Is sleep apnea a big deal? Yes! Let’s take a closer look at why.
What is sleep apnea?
This sleep disorder is not snoring, though it may look like it. When a person snores, the movement of air through the throat and upper airway is challenged, usually by soft tissue hanging into the opening. The sound that one makes when snoring is the result of vibration in that soft tissue. When a person has sleep apnea (apnea meaning “without breath”), the soft tissue in the throat does more than narrow the airway, it closes it.
One of the telltale indicators of sleep apnea is a loud choke or gasp after a period of silence, and then a return to loud snoring or heavy breathing. The choking or gasping occurs in response to the jolt of adrenaline produced by the brain that is screaming for oxygen. Adrenaline rouses the sleeper, but usually not so much that he or she wakes. The intent behind this chemical process is to restore breathing and nothing more.
The Need for Treatment
There are several reasons to obtain an accurate diagnosis and treatment plan for sleep apnea. There are at least 450,000 reasons!
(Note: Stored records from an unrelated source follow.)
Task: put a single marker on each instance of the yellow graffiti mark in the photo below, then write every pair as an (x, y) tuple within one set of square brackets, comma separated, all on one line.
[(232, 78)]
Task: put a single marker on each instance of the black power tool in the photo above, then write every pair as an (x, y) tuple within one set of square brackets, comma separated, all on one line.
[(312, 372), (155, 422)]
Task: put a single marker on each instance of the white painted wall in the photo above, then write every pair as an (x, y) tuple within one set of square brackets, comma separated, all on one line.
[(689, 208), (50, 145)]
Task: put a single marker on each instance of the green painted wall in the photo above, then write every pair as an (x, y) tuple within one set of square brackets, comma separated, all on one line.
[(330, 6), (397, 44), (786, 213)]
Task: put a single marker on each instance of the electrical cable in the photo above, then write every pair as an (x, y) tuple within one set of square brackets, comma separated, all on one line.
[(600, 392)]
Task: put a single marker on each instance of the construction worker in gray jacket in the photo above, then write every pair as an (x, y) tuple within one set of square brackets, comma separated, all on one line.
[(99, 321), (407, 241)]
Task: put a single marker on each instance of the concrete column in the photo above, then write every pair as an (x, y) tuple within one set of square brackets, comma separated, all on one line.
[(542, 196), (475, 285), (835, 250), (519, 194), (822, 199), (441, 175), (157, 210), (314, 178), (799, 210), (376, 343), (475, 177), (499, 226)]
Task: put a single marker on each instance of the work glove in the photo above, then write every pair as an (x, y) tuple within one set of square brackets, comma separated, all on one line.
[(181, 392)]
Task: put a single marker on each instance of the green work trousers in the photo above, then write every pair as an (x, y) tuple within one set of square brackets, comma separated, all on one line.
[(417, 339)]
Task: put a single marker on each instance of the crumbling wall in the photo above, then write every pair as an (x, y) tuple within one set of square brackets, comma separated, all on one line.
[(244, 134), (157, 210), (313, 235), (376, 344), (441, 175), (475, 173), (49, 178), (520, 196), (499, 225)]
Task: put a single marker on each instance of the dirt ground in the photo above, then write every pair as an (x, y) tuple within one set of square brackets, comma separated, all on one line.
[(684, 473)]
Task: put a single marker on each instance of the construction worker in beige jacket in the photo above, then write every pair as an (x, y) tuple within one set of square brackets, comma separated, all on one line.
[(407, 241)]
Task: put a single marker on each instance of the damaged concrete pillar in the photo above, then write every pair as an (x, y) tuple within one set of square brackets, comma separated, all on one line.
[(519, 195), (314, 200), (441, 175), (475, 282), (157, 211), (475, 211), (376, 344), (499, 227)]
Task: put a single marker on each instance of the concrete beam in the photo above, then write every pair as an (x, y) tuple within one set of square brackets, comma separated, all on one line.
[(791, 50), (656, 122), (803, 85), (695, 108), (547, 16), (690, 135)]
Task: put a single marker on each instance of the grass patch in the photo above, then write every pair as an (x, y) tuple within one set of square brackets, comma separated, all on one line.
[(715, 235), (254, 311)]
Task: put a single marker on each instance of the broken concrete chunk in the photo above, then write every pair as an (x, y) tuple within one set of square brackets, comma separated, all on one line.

In addition to causing deaths each year, this condition is also related to chronic and serious health conditions such as hypertension, stroke, and high blood pressure.
The question is not whether to seek treatment, but which treatment to choose. CPAP therapy is the standard medical approach to sleep apnea, but may not be well-tolerated by every person. The sensation of claustrophobia may cause a patient to remove the mask that sends pressurized air into the throat.
Dr. Marshall, who has extensive training in neuromuscular dentistry, offers a therapeutic alternative for patients who are CPAP intolerant, or who simply want another option. The use of a custom-fit oral appliance to align jaw position during sleep can restore breathing, which can restore sleep, which can restore health.